Can you make an educated guess as to which kinase may be responsible, thinking about the function of your transcription factor, when it is activated etc and look for a concensus sequence for a particular kinase. Each kinase has specific target. If you have no clues then have you considered mutating your protein to convert a serine to glutamate to mimic phosphorylation. Alternatively, if you just want it phosphorylated without knowing which kinase is responsible, you could try incubating your purified transcription factor on beads with a whole cell lysate and 32P in the chance that a kinase in your lysate will target your protein.

This really is not the appropriate question to be asking. Virtually all proteins have serene, threonine and tyrosine residues and each of these amino acids have the potential to be phosphorylated. However, most occurrences of Ser/Thr/Tyr are not phosphorylated because of their context within the protein. Simply phosphorylating a protein non-specifically in vitro will be relatively meaningless. You need to first determine whether it is phosphorylated in cells/tissues and then which residues are phosphorylated (most phosphoproteins are phosphorylated at multiple sites - some turn over, some are stable. Once this is achieved (and you can take often get clues from other members of the family), then you can determine which are the likely kinases responsible for the phosphorylation. This is also not trivial because specificities of kinases are overlapping in many cases. There are some online tools such as NetworKIN (http://networkin.info/search.php) that can assist in site/kinase predictions.

If you do want to do the oversimplified experiment, the most promiscuous kinase in vitro is Casein Kinase 1. However, there would be no guarantee that it targets sites with any relevance to biology as the reason it's promiscuous in vitro is that most of its physiological selectivity is lost (such as subcellular anchoring, binding partners, etc). I would not recommend this approach.

BTW, Amanda's suggested experiment is also worth a try but you will need to inhibit phosphatases in the extract, use high specific activity ATP and gel filter the extract to remove endogenous (unlabelled) ATP. This is similar to an approach developed in Dundee termed KESTREL (reviewed in: https://www.ncbi.nlm.nih.gov/pmc/articles/PMC1383659/).

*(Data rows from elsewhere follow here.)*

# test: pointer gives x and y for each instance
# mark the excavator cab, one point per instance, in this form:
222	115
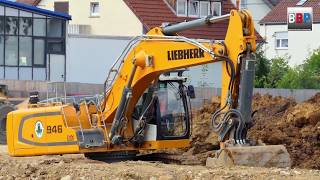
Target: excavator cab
170	110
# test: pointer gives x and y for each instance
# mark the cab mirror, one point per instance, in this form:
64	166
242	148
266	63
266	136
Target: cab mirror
191	93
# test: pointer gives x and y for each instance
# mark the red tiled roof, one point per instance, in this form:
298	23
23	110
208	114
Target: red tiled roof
29	2
152	13
273	2
278	15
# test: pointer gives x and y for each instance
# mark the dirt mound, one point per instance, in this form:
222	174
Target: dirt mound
297	126
277	120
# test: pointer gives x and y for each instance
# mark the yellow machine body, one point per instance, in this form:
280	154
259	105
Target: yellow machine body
58	129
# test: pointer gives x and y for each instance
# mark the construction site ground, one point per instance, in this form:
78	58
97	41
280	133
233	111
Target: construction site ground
276	121
77	167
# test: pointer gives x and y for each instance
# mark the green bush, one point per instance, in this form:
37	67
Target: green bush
276	73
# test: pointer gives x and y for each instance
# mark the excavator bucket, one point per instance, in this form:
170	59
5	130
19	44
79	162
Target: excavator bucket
254	156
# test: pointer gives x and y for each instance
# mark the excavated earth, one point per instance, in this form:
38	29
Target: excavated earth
277	120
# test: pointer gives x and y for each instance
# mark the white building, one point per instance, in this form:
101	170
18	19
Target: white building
295	44
258	9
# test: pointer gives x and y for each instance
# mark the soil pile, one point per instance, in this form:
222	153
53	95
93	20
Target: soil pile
277	120
297	126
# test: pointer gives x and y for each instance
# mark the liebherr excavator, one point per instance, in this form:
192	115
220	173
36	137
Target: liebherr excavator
138	113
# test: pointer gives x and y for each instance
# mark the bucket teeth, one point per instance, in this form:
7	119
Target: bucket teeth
254	156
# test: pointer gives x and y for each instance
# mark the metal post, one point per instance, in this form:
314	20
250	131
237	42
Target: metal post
246	88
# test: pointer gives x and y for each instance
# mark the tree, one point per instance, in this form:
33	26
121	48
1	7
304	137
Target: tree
310	76
304	76
262	68
279	67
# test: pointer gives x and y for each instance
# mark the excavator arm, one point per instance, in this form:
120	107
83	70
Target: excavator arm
162	50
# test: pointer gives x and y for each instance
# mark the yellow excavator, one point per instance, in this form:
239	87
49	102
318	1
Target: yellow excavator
141	111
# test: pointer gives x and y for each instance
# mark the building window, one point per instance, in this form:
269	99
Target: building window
181	8
281	40
54	28
194	8
94	9
61	7
216	8
40	27
25	51
204	8
26	38
39	52
11	50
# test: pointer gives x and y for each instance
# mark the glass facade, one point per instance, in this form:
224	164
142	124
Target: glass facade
27	39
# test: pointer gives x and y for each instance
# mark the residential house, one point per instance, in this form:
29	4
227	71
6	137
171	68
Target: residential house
295	44
258	8
95	17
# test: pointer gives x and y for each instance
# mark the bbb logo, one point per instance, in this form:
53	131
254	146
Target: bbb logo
300	18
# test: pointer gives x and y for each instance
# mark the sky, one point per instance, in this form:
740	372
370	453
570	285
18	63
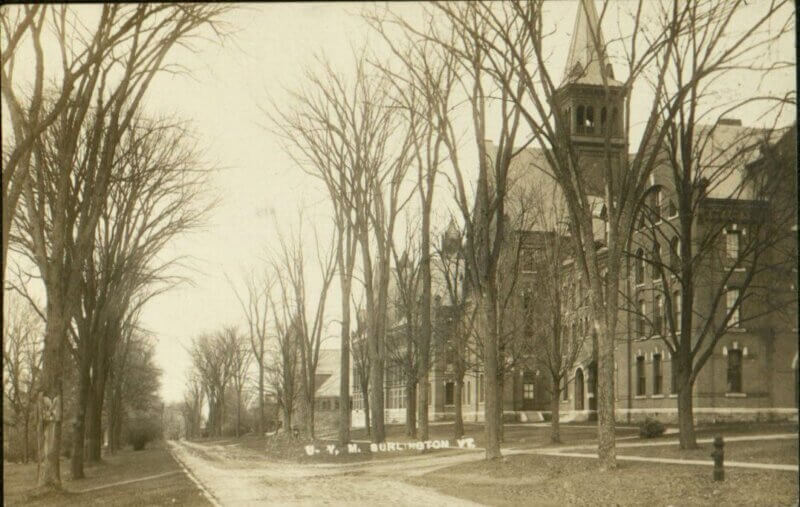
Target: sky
223	95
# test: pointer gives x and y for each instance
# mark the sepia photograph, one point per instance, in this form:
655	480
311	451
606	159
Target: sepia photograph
414	253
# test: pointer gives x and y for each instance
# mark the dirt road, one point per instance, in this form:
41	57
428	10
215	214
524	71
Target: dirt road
235	479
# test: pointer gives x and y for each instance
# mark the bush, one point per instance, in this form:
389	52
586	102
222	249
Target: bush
142	431
651	428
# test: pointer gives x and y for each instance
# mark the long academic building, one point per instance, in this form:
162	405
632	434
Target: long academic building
747	310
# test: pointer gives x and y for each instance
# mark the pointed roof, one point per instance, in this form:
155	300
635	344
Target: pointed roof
583	61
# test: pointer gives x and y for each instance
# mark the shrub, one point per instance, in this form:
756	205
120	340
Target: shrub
651	428
140	432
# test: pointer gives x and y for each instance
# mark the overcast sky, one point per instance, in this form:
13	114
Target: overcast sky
221	96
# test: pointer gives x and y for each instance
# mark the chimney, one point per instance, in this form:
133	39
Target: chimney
733	122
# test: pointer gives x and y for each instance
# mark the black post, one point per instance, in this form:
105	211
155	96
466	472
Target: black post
719	456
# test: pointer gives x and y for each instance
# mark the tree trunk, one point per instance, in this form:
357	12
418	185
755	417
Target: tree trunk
365	396
426	326
238	411
500	407
555	406
344	357
490	351
261	422
26	434
94	419
411	405
79	424
50	403
458	426
606	424
287	417
687	437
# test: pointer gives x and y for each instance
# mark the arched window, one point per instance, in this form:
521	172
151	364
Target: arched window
615	127
657	203
639	266
675	255
656	261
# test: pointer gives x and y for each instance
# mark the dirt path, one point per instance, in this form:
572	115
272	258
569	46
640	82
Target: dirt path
232	480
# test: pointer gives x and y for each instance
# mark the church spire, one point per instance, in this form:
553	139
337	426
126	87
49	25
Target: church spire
583	61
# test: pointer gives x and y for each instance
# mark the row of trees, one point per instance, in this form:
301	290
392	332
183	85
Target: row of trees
93	189
471	70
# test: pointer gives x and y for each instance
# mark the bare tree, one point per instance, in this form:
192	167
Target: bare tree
514	37
292	280
21	364
361	364
403	342
237	349
722	230
212	360
67	185
192	405
424	84
347	131
463	37
255	305
283	370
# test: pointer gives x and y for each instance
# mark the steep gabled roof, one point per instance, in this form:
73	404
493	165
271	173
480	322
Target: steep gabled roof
584	64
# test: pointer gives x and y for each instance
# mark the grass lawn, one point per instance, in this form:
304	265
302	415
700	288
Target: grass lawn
282	448
19	482
756	451
552	480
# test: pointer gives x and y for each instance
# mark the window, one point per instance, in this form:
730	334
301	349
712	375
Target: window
640	318
673	378
732	243
589	120
730	299
675	255
656	261
657	378
641	379
527	260
734	371
639	266
527	391
658	312
658	202
672	210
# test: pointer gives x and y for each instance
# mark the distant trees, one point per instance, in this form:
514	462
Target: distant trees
345	131
22	342
64	153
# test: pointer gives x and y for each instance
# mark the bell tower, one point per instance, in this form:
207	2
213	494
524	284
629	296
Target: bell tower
592	100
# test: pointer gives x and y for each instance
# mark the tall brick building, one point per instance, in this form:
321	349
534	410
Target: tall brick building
749	181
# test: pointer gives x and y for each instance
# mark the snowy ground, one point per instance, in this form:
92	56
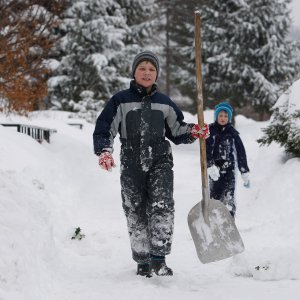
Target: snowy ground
48	190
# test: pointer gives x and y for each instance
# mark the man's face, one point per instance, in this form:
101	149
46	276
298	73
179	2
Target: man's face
223	117
145	74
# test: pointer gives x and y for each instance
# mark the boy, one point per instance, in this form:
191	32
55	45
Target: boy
143	117
225	154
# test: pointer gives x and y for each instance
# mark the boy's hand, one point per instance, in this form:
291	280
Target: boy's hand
213	172
203	132
106	161
245	177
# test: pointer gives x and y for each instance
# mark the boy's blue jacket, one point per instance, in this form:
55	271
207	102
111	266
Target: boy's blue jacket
122	114
225	146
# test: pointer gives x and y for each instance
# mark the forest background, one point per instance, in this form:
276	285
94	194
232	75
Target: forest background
74	55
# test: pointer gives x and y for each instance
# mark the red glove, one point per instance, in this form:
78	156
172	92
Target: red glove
203	132
106	161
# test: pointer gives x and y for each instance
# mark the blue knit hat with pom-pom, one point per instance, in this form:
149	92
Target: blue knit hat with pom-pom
226	107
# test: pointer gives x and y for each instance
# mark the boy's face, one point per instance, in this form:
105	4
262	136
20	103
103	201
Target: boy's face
222	117
145	74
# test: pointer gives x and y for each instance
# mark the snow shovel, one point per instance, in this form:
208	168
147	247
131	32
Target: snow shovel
211	225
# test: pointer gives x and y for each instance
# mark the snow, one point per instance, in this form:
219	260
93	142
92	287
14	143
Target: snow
49	190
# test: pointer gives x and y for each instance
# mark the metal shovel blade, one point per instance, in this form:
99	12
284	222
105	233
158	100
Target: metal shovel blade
217	237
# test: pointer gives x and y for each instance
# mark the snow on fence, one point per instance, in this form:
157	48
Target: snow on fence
38	133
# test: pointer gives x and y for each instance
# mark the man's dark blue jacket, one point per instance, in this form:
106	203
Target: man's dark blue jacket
122	114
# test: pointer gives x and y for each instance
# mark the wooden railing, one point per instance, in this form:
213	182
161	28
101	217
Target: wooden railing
38	133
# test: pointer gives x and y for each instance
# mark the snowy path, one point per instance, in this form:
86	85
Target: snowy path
46	191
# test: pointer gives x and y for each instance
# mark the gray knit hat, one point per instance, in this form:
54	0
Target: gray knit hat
145	55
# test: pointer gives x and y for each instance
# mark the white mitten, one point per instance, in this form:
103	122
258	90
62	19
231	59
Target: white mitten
245	177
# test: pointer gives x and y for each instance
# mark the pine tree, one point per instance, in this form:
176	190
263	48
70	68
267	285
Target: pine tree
91	50
25	41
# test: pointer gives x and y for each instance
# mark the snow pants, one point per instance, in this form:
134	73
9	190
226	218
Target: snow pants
224	188
147	199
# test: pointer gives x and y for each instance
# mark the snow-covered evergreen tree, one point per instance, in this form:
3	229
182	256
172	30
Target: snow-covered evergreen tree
90	52
248	59
284	128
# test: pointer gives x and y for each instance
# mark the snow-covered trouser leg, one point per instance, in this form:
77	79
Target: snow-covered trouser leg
148	202
134	202
224	188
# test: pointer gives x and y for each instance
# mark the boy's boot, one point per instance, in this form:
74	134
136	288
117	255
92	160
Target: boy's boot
144	270
159	267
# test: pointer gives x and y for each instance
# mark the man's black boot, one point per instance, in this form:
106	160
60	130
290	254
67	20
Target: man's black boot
144	270
159	267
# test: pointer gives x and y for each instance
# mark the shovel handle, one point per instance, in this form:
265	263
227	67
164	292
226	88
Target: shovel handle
198	60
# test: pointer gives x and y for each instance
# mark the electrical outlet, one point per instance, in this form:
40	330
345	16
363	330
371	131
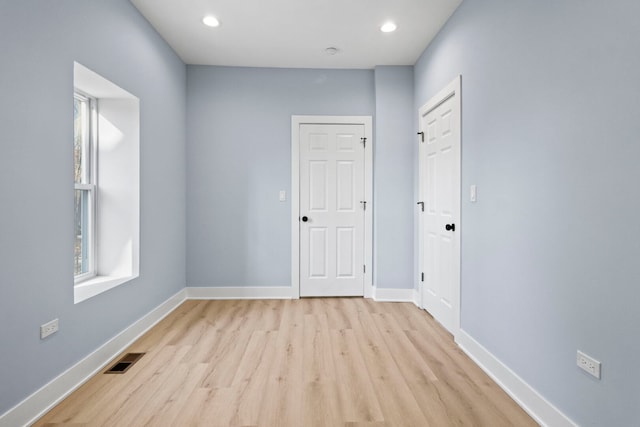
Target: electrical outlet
588	364
48	328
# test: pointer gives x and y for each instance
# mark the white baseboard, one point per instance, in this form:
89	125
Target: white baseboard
416	298
35	406
529	399
280	292
392	295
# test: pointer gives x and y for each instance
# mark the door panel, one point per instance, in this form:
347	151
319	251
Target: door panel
440	191
331	189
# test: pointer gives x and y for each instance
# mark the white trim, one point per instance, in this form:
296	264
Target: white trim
39	403
97	285
392	295
417	298
453	89
195	292
296	121
540	409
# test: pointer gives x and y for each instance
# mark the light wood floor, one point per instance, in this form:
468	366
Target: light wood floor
309	362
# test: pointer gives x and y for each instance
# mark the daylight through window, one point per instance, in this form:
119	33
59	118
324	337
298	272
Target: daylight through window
85	186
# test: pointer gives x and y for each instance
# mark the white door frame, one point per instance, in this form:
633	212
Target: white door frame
453	89
296	122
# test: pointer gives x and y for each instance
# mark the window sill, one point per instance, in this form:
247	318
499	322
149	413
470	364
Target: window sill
97	285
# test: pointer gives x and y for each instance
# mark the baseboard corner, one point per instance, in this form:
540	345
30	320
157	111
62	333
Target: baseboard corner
541	410
44	399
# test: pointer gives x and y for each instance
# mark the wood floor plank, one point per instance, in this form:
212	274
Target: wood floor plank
311	362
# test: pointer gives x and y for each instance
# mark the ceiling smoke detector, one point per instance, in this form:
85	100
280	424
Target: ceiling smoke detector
210	21
388	27
330	51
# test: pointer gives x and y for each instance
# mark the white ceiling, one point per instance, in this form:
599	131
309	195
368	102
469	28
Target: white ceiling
295	33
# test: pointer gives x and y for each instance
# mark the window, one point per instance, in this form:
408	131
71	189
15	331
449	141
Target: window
106	160
84	165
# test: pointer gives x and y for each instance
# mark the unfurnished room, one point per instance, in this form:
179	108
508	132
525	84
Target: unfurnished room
319	213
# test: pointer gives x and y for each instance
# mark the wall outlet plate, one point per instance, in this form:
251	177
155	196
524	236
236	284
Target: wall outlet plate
588	364
48	328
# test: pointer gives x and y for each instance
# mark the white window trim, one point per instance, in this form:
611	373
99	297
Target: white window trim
117	200
92	187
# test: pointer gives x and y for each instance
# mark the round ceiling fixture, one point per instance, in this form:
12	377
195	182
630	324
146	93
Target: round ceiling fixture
388	27
211	21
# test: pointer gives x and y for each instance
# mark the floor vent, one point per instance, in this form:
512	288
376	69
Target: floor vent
124	363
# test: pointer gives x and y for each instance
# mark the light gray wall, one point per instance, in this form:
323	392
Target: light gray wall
393	184
39	40
239	157
550	135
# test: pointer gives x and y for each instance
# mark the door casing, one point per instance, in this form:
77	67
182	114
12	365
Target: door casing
453	89
296	122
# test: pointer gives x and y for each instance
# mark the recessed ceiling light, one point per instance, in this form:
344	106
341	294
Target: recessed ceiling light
210	21
388	27
331	51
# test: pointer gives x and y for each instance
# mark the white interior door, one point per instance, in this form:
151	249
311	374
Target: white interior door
440	192
332	209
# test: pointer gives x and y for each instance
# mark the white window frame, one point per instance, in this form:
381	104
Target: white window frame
91	157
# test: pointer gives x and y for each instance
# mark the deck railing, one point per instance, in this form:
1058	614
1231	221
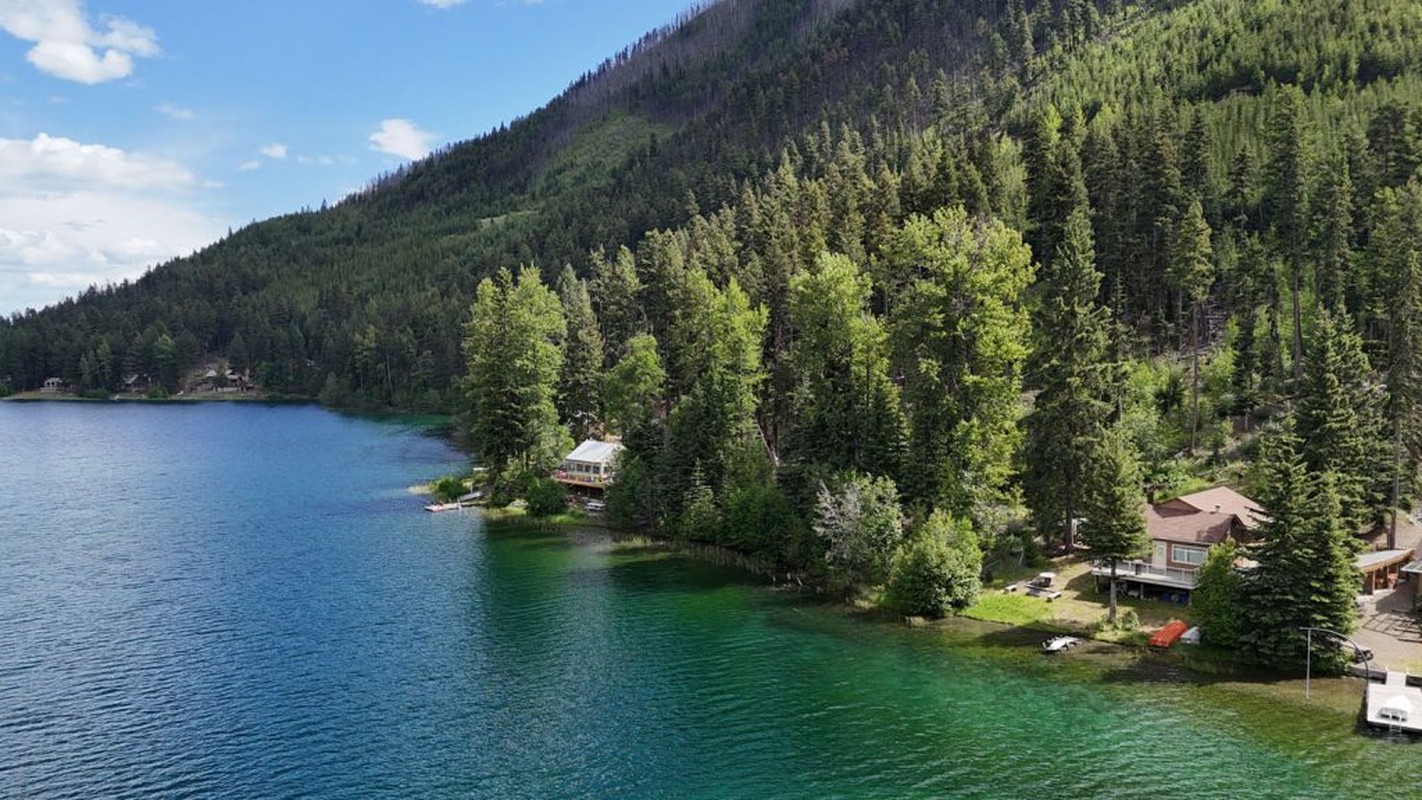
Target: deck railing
1149	573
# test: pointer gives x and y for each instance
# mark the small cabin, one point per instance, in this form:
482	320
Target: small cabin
589	465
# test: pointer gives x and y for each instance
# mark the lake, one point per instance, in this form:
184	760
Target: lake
232	600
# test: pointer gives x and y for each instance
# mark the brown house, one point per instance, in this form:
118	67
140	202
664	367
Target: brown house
1182	532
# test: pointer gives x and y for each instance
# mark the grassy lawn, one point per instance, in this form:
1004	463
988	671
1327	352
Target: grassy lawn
1011	610
1080	608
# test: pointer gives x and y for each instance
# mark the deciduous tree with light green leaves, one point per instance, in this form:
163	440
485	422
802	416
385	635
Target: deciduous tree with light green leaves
512	346
579	384
1306	573
1114	526
862	526
851	415
1070	368
939	570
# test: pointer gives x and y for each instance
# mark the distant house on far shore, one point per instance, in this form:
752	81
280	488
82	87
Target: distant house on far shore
589	466
1182	533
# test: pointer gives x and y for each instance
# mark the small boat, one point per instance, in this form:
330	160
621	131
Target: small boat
1168	635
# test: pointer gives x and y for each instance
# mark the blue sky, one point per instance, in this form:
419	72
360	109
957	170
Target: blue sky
132	131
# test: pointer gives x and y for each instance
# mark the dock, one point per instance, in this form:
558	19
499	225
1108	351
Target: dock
1395	704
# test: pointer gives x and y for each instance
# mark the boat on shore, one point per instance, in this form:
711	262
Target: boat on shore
461	502
1060	644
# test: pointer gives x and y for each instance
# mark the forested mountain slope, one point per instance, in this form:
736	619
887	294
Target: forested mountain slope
880	108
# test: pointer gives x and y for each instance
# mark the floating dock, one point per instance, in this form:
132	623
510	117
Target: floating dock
1395	704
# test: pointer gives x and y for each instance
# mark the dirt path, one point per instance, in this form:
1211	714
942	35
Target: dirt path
1392	633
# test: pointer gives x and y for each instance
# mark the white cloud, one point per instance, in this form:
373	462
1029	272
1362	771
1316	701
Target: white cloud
67	47
403	138
73	215
175	111
59	164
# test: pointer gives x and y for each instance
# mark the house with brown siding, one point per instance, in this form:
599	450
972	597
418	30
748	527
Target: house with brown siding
1182	532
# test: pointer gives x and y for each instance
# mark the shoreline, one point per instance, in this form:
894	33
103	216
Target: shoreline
1118	661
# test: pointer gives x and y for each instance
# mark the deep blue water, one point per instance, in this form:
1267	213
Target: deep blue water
245	601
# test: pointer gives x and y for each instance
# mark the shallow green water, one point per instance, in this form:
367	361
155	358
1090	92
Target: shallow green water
246	601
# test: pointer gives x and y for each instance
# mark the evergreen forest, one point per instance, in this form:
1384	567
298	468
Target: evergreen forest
878	290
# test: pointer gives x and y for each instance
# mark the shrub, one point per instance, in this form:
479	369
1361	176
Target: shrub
939	570
545	498
760	520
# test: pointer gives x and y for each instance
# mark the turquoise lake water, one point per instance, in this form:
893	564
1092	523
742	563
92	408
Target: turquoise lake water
246	601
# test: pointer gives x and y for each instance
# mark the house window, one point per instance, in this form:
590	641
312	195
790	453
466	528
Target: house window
1182	554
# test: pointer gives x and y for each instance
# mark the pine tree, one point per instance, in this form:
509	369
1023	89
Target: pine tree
1335	432
1289	168
1068	368
960	337
579	385
851	414
1333	238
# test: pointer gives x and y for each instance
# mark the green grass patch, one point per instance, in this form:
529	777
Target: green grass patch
1010	610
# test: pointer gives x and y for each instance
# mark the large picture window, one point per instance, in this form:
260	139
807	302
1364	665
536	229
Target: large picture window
1185	554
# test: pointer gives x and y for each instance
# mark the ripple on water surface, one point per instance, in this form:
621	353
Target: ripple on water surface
241	601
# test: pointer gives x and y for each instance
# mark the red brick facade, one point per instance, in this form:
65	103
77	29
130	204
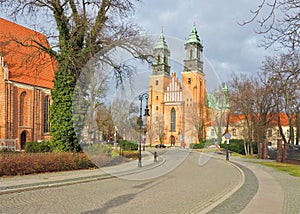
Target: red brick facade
25	84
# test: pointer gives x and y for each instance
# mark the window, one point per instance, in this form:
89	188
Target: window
278	133
270	133
22	108
234	132
173	120
191	54
46	113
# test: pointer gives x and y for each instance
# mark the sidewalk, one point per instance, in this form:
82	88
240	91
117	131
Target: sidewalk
270	195
44	180
259	193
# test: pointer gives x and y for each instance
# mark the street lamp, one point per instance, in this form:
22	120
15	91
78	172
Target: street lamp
141	97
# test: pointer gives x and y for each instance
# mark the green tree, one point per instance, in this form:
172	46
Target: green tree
83	29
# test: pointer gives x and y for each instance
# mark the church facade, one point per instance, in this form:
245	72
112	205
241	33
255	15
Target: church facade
177	109
26	79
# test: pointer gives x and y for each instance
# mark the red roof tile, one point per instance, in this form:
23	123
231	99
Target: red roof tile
26	64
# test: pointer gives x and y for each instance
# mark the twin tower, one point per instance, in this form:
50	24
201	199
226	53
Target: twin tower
177	109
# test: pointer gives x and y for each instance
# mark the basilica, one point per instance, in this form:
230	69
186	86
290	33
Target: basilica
177	109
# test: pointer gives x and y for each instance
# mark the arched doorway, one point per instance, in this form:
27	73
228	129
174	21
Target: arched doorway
172	139
23	139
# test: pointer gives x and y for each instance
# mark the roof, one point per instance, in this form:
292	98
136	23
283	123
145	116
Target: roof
194	38
26	64
161	43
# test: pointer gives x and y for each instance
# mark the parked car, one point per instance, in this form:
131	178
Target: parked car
160	146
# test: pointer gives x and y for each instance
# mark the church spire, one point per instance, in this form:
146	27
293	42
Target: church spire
194	38
161	42
161	54
193	52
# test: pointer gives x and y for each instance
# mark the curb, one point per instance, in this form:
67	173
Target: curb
228	194
72	181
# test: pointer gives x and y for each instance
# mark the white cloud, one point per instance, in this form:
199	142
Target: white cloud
228	46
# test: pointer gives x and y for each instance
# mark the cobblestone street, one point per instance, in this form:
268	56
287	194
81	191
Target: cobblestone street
189	188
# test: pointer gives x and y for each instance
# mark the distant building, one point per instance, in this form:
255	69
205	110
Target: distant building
26	78
177	109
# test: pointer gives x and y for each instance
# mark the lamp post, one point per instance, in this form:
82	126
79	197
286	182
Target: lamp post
141	98
227	137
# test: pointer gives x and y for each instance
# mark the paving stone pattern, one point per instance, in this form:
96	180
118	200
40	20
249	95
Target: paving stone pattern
238	201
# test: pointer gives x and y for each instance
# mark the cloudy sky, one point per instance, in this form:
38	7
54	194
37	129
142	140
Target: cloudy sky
228	47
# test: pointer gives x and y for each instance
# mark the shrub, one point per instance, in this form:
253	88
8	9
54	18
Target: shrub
98	148
128	145
36	147
28	163
234	145
202	144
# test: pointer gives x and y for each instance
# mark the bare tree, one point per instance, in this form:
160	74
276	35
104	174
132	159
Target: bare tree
84	29
219	109
282	77
279	21
252	99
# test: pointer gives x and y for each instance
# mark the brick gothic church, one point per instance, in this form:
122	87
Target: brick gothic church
176	109
26	78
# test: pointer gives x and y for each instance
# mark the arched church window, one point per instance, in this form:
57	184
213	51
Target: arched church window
191	54
22	108
46	113
173	120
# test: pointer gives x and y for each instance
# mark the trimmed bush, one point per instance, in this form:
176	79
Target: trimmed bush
36	147
30	163
128	145
237	146
202	144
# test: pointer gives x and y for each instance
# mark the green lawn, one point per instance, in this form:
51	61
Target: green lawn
292	169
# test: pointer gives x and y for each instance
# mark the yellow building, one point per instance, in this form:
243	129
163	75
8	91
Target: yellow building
177	109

Thank u both for your suggestions.

Dr. Amanda, thank you for the valuable suggestion, i will give it a try after inhibiting the phosphatases!

Dr.James, networkin.info have database for human, drosophila, yeast and C.elegans. I am sorry that i didn't reveal my protein's origin. It is a Mycobacterial protein and i have found using NetPhosK 1 server, the scores of threonine and serine residues which are higher than the base scores that qualifies them to get phosphorylated by phosphokinase C. Can i proceed with the prediction of NetPhosK 1 or what do you suggest?

It sounds like you have a lot of preliminary data to collect. You can try several in vitro kinase assays but remember that this is an artificial approach that will likely mislead regarding what is going on in vitro. Since the HLH protein is of mycobacterial origin, you should determine whether its phosphorylation (if phosphorylated) is via host kinases (which would be my bet). In this case, the prediction algorithms may still be helpful.